# Attention mechanism 

State of the art approaches to data-to-sequence problems in deep learning rely on what is called the attention mechanism! It introduces a major difference from the way Recurrent neural networks treat data.


## What will you learn in this course? 🧐🧐

Before we dig into the details let's give a look at the outline of the course!

* Flaws of regular RNNs
* Attention theory
  * The concept
  * Attention in neural networks
  * The attention layer

## Flaws of regular RNNs

The main motivation for introducing the attention mechanism comes from the flaws of classicc RNN. The central idea of RNN is to analyse the elements in the sequence one by one and use the information to analyse the next elements.

This idea is good, but it creates difficulties regarding information persistence (memory) in the neuron.

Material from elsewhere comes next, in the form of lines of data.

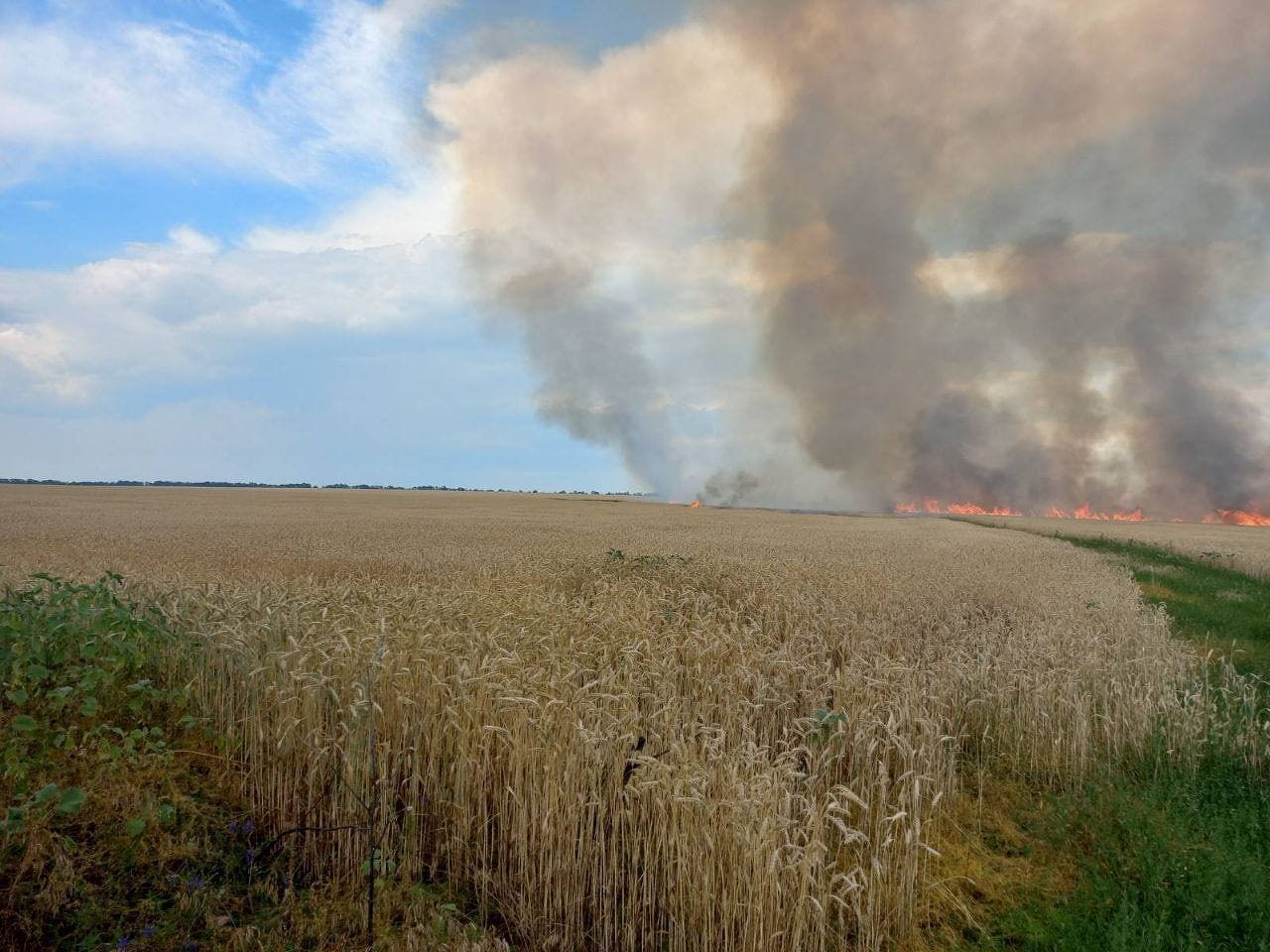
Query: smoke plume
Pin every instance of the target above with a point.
(991, 250)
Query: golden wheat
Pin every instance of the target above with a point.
(1245, 548)
(735, 734)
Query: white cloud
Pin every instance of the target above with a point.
(183, 309)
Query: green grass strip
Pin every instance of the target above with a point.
(1173, 857)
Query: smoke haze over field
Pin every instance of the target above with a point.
(1011, 253)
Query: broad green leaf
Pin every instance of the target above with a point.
(48, 792)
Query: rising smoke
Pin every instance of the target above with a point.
(1003, 252)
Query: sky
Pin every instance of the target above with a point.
(821, 253)
(226, 250)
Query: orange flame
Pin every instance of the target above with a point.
(937, 508)
(1254, 516)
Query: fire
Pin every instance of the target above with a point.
(1237, 517)
(937, 508)
(1086, 512)
(1254, 516)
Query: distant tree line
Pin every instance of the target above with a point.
(223, 484)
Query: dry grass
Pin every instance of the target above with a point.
(625, 753)
(1245, 548)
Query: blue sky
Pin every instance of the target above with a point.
(839, 253)
(132, 122)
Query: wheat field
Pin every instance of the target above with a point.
(627, 725)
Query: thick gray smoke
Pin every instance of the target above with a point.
(1107, 166)
(595, 382)
(998, 252)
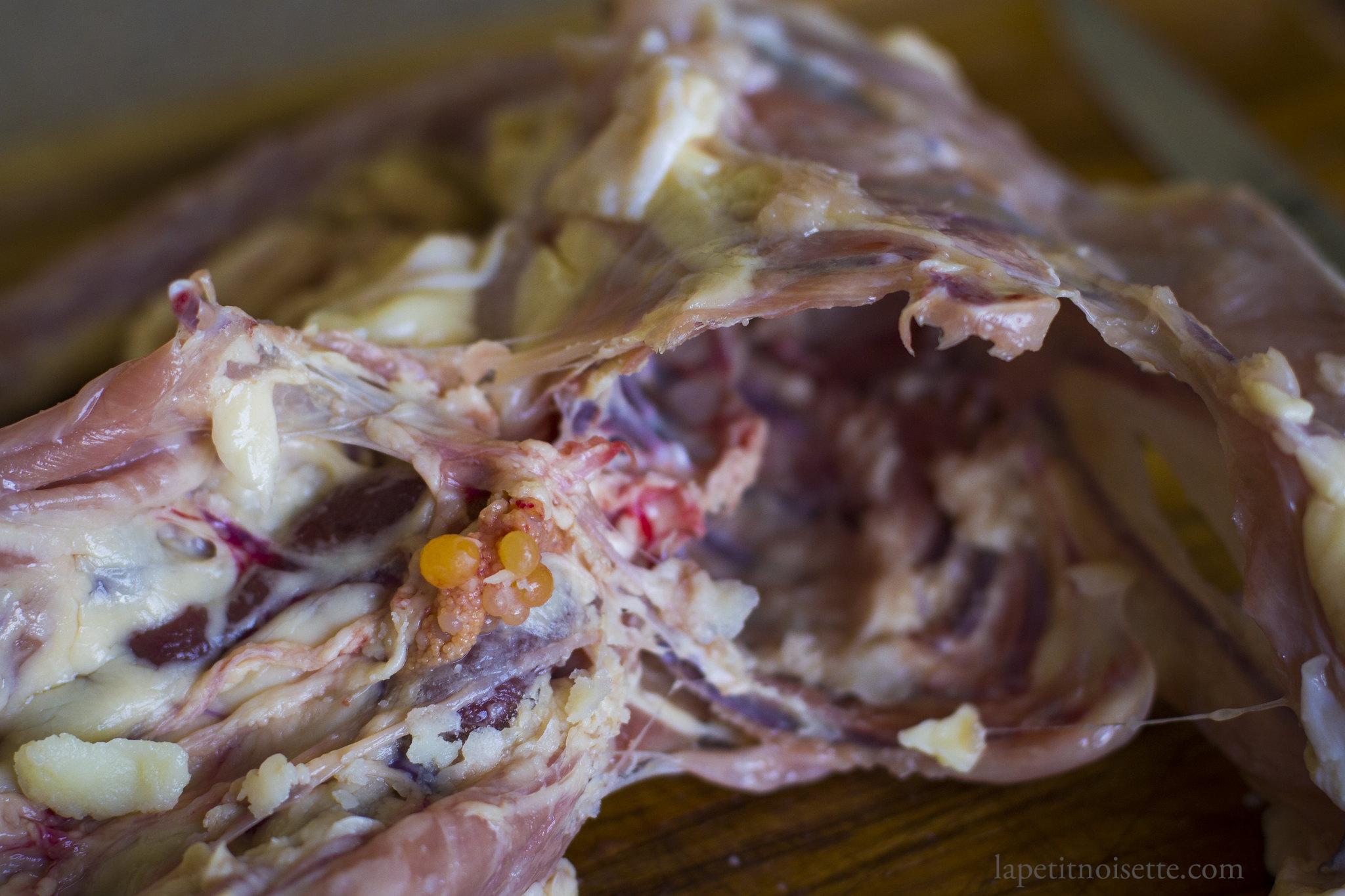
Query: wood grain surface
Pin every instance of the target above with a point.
(1169, 797)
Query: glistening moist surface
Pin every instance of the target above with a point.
(503, 512)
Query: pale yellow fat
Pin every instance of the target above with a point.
(81, 779)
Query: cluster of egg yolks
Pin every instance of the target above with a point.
(450, 561)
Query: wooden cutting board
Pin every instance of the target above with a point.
(1166, 798)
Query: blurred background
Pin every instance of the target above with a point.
(105, 105)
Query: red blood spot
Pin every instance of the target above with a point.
(181, 639)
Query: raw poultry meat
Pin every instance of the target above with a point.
(500, 516)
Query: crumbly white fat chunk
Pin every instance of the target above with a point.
(427, 300)
(662, 110)
(985, 495)
(81, 779)
(564, 882)
(914, 46)
(246, 435)
(957, 742)
(268, 786)
(1324, 719)
(720, 608)
(427, 726)
(586, 695)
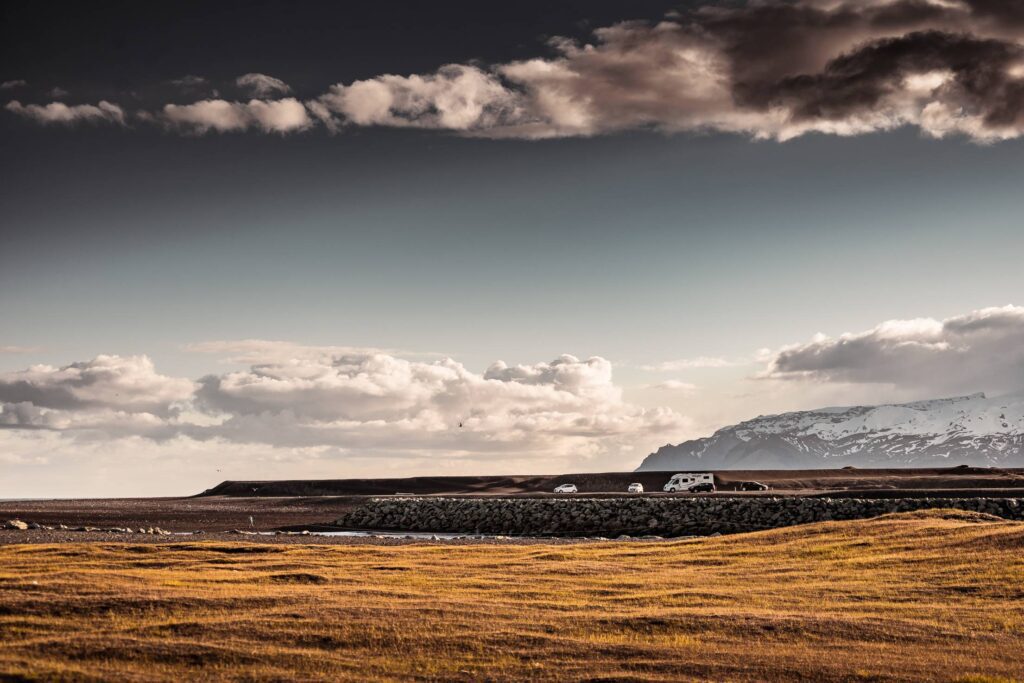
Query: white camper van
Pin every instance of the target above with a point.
(689, 480)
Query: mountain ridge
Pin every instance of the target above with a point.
(970, 430)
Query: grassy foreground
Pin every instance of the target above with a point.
(929, 596)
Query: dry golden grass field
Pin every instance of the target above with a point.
(936, 596)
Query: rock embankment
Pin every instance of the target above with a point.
(640, 516)
(18, 525)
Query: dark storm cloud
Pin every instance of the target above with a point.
(770, 70)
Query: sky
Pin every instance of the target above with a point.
(265, 240)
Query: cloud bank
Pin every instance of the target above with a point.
(359, 404)
(772, 69)
(58, 113)
(982, 350)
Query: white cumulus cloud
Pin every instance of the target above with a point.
(271, 116)
(261, 85)
(69, 114)
(982, 350)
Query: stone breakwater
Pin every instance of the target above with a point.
(640, 516)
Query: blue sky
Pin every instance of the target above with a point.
(685, 249)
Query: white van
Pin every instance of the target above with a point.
(687, 480)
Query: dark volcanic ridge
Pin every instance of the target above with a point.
(807, 480)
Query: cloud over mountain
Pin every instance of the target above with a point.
(371, 401)
(980, 350)
(58, 113)
(772, 70)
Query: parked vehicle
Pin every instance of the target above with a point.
(686, 480)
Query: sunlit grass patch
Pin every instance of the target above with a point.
(896, 598)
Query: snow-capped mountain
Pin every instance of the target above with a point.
(966, 430)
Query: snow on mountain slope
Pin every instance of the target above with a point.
(968, 430)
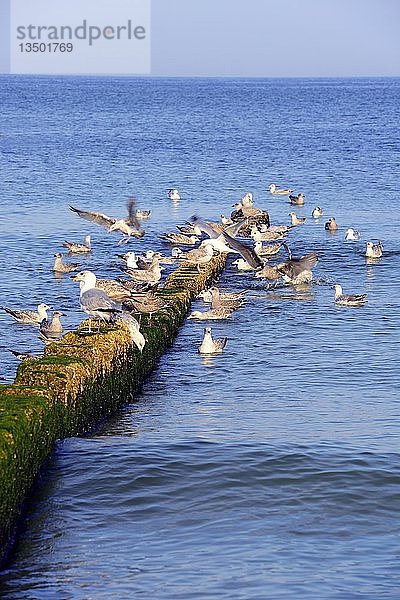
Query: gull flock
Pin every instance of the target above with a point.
(247, 234)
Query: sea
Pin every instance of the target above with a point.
(270, 471)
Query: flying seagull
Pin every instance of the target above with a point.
(226, 243)
(129, 226)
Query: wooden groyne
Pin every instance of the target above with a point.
(77, 383)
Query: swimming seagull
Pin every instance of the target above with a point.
(98, 305)
(268, 250)
(282, 192)
(180, 239)
(212, 314)
(50, 331)
(207, 295)
(265, 236)
(173, 194)
(224, 242)
(297, 200)
(348, 299)
(331, 225)
(373, 250)
(60, 267)
(24, 355)
(28, 317)
(74, 247)
(210, 346)
(142, 214)
(297, 220)
(352, 235)
(317, 212)
(129, 226)
(298, 270)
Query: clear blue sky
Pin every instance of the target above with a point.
(261, 38)
(276, 38)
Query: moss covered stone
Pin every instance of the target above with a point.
(77, 383)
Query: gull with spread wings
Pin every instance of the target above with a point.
(129, 226)
(223, 242)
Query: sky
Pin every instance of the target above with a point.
(249, 38)
(276, 38)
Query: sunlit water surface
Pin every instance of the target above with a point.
(271, 471)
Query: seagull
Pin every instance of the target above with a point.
(210, 346)
(198, 256)
(282, 192)
(180, 238)
(268, 250)
(297, 220)
(114, 289)
(224, 242)
(51, 331)
(268, 272)
(297, 200)
(173, 194)
(130, 259)
(298, 270)
(247, 200)
(242, 265)
(129, 226)
(24, 355)
(142, 214)
(98, 305)
(264, 236)
(245, 211)
(317, 212)
(331, 225)
(76, 248)
(29, 317)
(60, 267)
(352, 235)
(373, 250)
(348, 300)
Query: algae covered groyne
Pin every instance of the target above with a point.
(77, 383)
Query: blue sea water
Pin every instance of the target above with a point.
(271, 471)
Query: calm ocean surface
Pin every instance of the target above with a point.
(273, 470)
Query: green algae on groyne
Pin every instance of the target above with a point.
(77, 383)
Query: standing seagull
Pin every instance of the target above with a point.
(60, 267)
(74, 247)
(373, 250)
(97, 304)
(210, 346)
(51, 331)
(279, 191)
(173, 194)
(198, 256)
(348, 299)
(331, 225)
(129, 226)
(224, 242)
(352, 235)
(28, 317)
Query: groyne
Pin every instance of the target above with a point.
(77, 383)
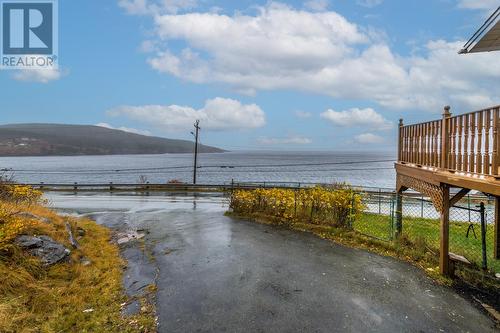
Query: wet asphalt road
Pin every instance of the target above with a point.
(219, 274)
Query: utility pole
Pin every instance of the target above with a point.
(197, 129)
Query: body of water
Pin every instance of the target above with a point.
(369, 169)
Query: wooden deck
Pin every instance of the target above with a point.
(462, 151)
(456, 152)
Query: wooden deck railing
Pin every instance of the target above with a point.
(467, 143)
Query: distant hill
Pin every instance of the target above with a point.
(54, 139)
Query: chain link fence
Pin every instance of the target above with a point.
(471, 225)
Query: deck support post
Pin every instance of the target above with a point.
(496, 234)
(398, 230)
(444, 261)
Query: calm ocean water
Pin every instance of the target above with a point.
(317, 167)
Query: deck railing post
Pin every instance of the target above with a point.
(445, 138)
(445, 232)
(400, 141)
(496, 139)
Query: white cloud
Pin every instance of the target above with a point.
(152, 7)
(479, 4)
(317, 5)
(291, 140)
(321, 52)
(125, 129)
(218, 114)
(357, 117)
(369, 3)
(37, 75)
(368, 138)
(303, 114)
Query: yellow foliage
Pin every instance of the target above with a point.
(338, 205)
(15, 199)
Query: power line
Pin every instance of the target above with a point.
(186, 169)
(199, 167)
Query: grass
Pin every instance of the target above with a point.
(67, 297)
(428, 230)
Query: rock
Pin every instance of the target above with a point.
(34, 217)
(43, 247)
(123, 238)
(80, 232)
(85, 261)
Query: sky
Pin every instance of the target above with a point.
(265, 75)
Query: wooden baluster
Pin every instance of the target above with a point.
(494, 157)
(417, 144)
(405, 145)
(412, 143)
(472, 155)
(431, 143)
(459, 150)
(436, 142)
(445, 138)
(479, 155)
(453, 139)
(420, 145)
(426, 133)
(487, 124)
(400, 140)
(466, 144)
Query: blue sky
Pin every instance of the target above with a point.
(305, 75)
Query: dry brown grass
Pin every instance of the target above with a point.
(38, 299)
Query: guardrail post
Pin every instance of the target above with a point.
(400, 140)
(444, 260)
(483, 236)
(496, 234)
(445, 138)
(399, 215)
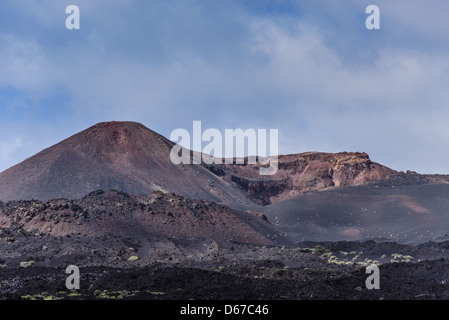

Even LSTM layers' performance starts to crumble when attempting to analyse very long sequences (beyond 50 in length). 

In addition to this, RNN are very slow and hard to train because of the great number of function compositions that make it difficult for the gradient descent algorithm to function properly.

## Attention theory



### The concept 

The principle of Attention is as follows:

_If someone asks to write the wikipedia article about the stars wars character Darth Vader, you may:_ 

1. _Watch the entire Series of movies._ 
2. _Watch only the portions where this character appears or is metionned!_

Attention follows the same principle as the `.2' proposal, you will ask your neural network to focus only on the parts of your data that are relevant to your prediction at a given time!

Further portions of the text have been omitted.